La Tristeza del Principito - Cuento



Yo tengo una flor a la que riego todos los días. Poseo también tres volcanes a los que deshollino cada semana y también me ocupo del que está extinguido; pues uno nunca sabe lo que puede ocurrir. Es útil, pues, para mis volcanes y para mi flor que yo las posea. Pero tú no eres nada útil para tus estrellas…


En este mundo la mayoría de personas viven de acuerdo a los dictados de la razón. Pero ¿cuántos parecen vivir desconectados del mundo, como si estuvieran en otra dimensión? ¿cuántos son tomados por locos cuando se expresan como El Principito, aquel personaje emblemático inventado por Antoine de Saint-Exupery?

Lo racional es un consenso y lo que no cabe dentro de sus límites es cruelmente expulsado de sus filas. No se le ha dado la debida importancia a los principitos que deambulan por el mundo. Se les golpea o se les cierra la boca. Por miedo o por la violencia de aquellos intelectuales que han olvidado que sus propios actos no son más que un montón de patrones aprendidos. Hombres racionales que navegan por la vida al igual que El Principito, a la deriva y esperando ser comprendidos. 

Paradójicamente, intelectuales y principitos se parecen. Pero los primeros tienen esa curiosa y malévola costumbre de intentar exorcizar a los segundos. La imaginación es para ellos una enfermedad que pone en peligro el concepto cuadrado y ordenado que rige sus vidas.

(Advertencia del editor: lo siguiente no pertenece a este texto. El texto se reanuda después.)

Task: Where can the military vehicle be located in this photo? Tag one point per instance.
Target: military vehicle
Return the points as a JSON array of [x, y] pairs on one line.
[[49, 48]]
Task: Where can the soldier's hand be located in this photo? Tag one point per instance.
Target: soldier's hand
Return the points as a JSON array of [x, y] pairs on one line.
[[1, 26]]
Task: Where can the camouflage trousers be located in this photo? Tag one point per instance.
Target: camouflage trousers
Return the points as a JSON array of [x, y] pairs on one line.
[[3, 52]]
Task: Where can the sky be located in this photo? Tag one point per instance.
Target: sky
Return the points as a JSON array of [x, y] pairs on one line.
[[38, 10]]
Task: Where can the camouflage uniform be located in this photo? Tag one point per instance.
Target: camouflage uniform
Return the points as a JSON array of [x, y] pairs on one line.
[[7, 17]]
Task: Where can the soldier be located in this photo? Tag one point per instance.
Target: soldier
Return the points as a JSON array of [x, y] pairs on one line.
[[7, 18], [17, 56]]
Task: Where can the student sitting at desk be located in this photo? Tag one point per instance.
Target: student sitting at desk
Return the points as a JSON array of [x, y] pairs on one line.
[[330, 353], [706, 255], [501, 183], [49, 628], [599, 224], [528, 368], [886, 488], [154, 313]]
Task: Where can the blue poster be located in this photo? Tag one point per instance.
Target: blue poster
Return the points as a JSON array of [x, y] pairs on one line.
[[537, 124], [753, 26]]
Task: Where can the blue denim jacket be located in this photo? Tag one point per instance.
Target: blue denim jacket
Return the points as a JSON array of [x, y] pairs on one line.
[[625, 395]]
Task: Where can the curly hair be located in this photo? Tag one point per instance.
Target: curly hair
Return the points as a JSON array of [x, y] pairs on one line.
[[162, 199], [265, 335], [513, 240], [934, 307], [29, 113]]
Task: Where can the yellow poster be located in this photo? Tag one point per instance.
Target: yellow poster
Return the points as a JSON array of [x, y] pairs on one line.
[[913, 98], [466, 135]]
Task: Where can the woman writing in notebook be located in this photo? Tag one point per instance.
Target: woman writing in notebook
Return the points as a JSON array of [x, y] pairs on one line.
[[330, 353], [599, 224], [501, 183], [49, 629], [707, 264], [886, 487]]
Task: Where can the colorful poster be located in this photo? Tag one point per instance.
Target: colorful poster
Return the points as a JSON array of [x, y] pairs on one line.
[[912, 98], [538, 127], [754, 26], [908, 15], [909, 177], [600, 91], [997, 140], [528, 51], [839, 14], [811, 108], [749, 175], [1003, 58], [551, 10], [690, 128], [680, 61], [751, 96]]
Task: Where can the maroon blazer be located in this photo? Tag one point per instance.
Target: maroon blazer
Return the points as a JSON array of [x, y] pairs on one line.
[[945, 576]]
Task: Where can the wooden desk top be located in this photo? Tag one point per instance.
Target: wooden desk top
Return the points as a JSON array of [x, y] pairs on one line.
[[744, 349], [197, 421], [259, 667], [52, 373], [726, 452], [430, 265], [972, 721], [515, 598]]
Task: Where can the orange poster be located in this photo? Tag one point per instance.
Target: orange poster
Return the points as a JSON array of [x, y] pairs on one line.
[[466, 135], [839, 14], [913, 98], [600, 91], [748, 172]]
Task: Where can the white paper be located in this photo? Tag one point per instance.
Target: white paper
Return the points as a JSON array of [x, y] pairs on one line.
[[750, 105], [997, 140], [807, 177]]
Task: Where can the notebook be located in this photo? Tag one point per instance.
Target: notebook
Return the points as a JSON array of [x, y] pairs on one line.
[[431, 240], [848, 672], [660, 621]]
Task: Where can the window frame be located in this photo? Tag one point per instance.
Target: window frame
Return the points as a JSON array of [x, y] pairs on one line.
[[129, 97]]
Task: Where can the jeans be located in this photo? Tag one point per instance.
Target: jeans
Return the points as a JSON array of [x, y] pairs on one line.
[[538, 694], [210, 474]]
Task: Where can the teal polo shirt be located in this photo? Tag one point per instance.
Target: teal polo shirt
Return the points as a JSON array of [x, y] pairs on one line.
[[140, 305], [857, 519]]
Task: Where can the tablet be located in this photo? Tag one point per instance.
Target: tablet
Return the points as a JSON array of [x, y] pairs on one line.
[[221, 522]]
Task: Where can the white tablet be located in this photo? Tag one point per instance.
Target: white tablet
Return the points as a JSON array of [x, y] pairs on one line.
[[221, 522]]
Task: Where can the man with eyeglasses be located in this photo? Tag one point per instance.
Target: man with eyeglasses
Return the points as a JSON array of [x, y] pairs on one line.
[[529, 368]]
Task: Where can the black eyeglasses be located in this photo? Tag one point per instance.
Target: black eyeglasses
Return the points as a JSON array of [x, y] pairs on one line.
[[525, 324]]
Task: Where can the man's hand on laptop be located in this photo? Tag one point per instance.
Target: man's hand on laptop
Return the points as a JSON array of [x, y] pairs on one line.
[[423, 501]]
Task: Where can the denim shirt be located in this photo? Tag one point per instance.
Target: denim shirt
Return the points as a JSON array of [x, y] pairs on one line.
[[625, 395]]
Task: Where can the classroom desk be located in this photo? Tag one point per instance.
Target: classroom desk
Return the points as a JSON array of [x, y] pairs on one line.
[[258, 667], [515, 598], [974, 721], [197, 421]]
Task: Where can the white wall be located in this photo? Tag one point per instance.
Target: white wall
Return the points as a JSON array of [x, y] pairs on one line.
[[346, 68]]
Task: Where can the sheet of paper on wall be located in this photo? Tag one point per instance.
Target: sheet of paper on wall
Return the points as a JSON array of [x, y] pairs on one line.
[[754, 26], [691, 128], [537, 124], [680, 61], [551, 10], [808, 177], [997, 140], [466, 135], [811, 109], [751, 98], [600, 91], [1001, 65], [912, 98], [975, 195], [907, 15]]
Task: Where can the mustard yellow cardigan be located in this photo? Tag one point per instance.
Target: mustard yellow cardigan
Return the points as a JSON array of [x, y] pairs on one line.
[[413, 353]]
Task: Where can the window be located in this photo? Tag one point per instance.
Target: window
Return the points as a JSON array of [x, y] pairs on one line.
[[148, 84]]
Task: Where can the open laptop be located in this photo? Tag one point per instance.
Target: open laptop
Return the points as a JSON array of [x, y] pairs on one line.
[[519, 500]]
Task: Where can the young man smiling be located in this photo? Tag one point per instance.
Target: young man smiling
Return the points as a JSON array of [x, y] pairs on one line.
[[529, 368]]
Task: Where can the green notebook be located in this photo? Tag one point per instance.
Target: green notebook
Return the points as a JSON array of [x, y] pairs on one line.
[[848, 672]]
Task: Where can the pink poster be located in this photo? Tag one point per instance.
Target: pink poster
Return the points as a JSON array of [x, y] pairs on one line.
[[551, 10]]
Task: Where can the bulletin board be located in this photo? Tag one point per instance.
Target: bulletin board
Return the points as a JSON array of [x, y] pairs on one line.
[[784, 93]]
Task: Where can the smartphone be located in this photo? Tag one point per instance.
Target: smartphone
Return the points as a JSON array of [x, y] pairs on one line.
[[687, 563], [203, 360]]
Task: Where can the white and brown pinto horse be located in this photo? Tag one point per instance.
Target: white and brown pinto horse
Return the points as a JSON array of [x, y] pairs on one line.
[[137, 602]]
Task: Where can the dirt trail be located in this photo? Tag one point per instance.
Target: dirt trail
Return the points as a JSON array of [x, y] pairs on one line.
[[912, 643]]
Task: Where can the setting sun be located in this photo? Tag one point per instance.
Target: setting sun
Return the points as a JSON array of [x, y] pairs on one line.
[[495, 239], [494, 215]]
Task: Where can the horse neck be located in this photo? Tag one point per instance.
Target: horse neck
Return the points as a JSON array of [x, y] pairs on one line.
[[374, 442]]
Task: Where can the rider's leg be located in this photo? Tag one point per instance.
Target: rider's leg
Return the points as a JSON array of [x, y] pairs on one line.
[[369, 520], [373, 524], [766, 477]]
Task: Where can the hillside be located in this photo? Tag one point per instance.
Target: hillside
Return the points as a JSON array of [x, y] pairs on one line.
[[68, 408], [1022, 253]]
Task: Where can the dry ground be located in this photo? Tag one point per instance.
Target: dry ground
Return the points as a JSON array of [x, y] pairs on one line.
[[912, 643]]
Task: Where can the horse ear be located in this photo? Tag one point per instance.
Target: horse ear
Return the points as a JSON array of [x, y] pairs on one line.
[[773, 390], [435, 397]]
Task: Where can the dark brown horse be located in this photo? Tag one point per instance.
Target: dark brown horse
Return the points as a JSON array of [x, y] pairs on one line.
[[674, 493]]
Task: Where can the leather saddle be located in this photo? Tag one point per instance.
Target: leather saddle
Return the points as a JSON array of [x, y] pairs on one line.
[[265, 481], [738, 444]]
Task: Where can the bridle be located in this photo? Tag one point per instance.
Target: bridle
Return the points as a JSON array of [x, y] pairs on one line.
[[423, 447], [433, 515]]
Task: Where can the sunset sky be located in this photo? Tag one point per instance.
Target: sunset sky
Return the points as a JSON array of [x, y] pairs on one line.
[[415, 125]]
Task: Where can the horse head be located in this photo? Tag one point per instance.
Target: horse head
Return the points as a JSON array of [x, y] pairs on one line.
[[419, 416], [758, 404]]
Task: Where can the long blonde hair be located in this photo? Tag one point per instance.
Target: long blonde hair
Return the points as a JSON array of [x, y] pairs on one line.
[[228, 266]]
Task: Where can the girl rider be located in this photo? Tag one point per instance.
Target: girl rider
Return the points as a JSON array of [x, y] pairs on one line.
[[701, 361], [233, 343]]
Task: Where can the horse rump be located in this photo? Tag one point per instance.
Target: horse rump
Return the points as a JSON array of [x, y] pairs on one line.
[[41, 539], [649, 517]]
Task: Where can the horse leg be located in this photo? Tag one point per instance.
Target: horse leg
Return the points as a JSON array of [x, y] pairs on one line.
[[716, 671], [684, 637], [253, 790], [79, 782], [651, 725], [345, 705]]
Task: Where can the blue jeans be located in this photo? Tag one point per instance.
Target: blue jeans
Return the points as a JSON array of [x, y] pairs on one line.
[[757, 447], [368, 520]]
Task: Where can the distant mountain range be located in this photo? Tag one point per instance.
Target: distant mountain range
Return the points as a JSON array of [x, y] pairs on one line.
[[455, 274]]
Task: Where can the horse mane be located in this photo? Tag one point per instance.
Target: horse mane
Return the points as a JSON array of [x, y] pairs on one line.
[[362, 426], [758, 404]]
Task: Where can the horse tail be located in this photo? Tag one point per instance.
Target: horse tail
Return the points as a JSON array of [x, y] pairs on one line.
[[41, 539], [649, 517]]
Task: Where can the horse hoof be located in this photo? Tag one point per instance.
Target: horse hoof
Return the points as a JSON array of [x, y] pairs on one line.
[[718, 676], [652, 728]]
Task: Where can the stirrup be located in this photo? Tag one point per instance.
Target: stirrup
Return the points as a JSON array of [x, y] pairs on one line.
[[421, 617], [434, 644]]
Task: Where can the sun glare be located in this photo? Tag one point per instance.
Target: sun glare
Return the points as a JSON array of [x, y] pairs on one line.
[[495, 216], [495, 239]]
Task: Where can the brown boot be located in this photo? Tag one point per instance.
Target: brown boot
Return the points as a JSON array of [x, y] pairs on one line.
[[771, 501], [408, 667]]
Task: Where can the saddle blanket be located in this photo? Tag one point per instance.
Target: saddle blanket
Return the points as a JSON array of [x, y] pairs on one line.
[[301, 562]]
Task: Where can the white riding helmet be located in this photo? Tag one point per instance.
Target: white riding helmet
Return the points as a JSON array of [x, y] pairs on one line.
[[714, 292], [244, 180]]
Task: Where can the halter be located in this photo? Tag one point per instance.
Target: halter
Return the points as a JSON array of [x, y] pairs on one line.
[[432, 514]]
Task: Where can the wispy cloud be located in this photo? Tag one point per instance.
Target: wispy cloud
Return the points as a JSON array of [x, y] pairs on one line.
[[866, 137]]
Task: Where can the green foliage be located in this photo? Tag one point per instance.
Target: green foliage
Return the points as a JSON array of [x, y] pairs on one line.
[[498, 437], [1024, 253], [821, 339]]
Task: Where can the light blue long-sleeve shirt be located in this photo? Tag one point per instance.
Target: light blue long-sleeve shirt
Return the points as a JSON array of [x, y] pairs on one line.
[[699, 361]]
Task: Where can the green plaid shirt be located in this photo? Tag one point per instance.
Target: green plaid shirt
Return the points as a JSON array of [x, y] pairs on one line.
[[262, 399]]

¿Cuántos principitos han muerto aplastados por la multitud ¿cuántos tratados como locos en su pueblo natal? Muchos, seguramente. Están siendo destrozados por la maquinaria monstruosa de la lógica. Y este holocausto sucede cada día y a cada momento, cuando estos seres de otras dimensiones deambulan como sombras por las ciudades y pueblos. Entonces son apedreados y escupidos por una chusma sublevada e ignorante.

Todos los días cae un principito, herido de muerte y con su rosa aplastada. Caerán y seguirán cayendo. Hasta que uno de los racionales se levante desde su propia soberbia y aprenda la lección con humildad. Porque no es sólo escuchar, sino aprender a oír al principito interior. Un gesto que puede ser la salvación para nuestra incorruptible y cruel razón.